= Roger Woolhouse =

English philosopher

Roger Stuart Woolhouse (15 February 1940 - 24 September 2011) was an English philosopher, an expert on empiricism and rationalism and a biographer of John Locke.

==Biography==
He was born in Wath-upon-Dearne and educated at Saltburn Primary School, Sir William Turner's Grammar School, London University (philosophy) and then Selwyn College, Cambridge for his Doctorate.

From 1969 until his retirement in 2001, Woolhouse worked in the Department of Philosophy at the University of York.

Cambridge University Press requested Woolhouse write a biography of Locke, the last major biography being Maurice Cranston's 1957 work. Woolhouse's biography appeared in 2007.

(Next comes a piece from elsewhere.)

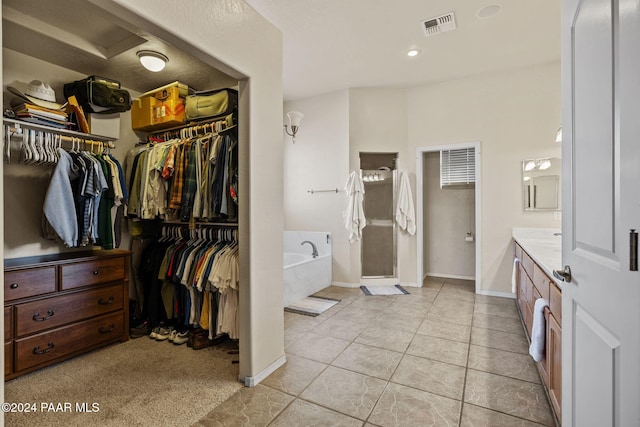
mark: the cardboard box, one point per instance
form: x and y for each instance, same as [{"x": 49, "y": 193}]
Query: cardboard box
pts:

He died in 2011. After his death, York's Department of Philosophy founded the Roger Woolhouse Prize, an annual £500 prize awarded to MA Philosophy students.

==Works==
- Locke (Prentice Hall / Harvester Wheatsheaf, 1984).
- The Empiricists (Oxford University Press, 1988).
- Descartes, Spinoza, Leibniz: The Concept of Substance in Seventeenth Century Metaphysics (Routledge, 1993).
- "Locke: A Biography" (2007)
- Starting with Leibniz (Continuum, 2010).